Le dirigeant nord-coréen Kim Jong-Un a ordonné à ses troupes de se tenir prêtes au combat vendredi à la frontière pour appuyer un ultimatum qui exige que Séoul cesse sa guerre de propagande et la menace d'opérations militaires concertées.

Cette décision survient à un moment où les tensions ont redoublé sur la péninsule après un rare échange de tirs d'artillerie entre Pyongyang et Séoul, qui a placé son armée en état d'alerte maximum.

Kim Jong-Un n'est pas étranger à ce genre d'annonce belliqueuse. La dernière date de 2013, lorsque le jeune dirigeant nord-coréen avait déjà déclaré «l'état de guerre» avec le Sud.
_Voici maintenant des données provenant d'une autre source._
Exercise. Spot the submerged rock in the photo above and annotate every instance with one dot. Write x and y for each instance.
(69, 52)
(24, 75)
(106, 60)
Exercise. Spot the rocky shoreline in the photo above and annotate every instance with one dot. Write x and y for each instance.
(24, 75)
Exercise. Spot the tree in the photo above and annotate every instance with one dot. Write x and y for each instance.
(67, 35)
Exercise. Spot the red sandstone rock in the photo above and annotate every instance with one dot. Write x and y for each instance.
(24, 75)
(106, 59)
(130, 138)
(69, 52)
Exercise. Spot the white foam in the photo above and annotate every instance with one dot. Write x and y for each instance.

Techniquement, les deux pays sont en conflit depuis 65 ans, car la guerre de Corée (1950-53) a pris fin avec un simple cessez-le-feu qui n'a jamais été formalisé par un traité de paix en bonne et due forme.

La puissante Commission centrale militaire (CCM) de la Corée du Nord, présidée par Kim Jong-Un, avait donné son blanc-seing jeudi à cet ultimatum ainsi qu'à des projets de «frappes de représailles et de contre-attaque tout le long de la frontière».
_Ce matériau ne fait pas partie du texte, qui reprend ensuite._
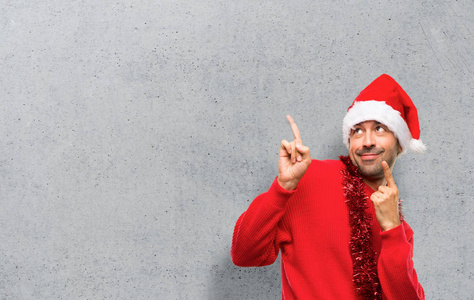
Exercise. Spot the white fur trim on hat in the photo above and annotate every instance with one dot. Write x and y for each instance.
(381, 112)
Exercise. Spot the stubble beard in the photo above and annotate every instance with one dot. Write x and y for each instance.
(373, 169)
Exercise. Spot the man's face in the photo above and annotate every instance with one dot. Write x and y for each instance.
(370, 143)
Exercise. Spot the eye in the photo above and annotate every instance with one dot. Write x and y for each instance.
(357, 131)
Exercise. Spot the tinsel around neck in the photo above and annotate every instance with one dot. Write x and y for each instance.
(364, 265)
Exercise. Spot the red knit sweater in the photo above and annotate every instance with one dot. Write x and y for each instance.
(310, 226)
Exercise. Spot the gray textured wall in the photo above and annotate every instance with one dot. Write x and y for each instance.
(134, 133)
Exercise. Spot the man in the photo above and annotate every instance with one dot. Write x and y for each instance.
(337, 222)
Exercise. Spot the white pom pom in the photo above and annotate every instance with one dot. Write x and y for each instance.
(417, 146)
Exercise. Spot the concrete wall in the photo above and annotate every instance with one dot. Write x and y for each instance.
(134, 133)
L'ultimatum expire samedi à 8 h 30 GMT, mais Séoul a refusé d'obtempérer, affirmant que ses hauts-parleurs allaient continuer de diffuser à plein volume des messages de propagande à la frontière.

D'après KCNA, l'agence officielle nord-coréenne, le numéro un du régime communiste a ordonné aux unités de l'armée du peuple coréen (APC) déployées à la frontière fortement militarisée, de se placer «en état de guerre» à compter de vendredi après-midi.

«Acte irréfléchi»

Ces troupes doivent être «pleinement prêtes au combat et à lancer des opérations surprise» tandis que la ligne de front tout entière doit se trouver dans «un semi état de guerre», a décrété Kim Jong-Un, cité par KCNA.

Les chefs d'état-major sud-coréens ont répliqué en s'adressant directement à l'APC. Ils l'ont appelée à s'abstenir de «tout acte irréfléchi» et prévenue qu'ils ne resteraient pas les bras croisés en cas de nouvelle provocation.

«Nous avons vu ça à plusieurs reprises, mais ça ne veut pas dire que ce n'est pas dangereux», a commenté Yoo Ho-Seo, professeur d'études nord-coréennes à l'Université coréenne de Séoul. «Il y a une vraie possibilité que cette confrontation conduise à une espèce d'affrontement armé».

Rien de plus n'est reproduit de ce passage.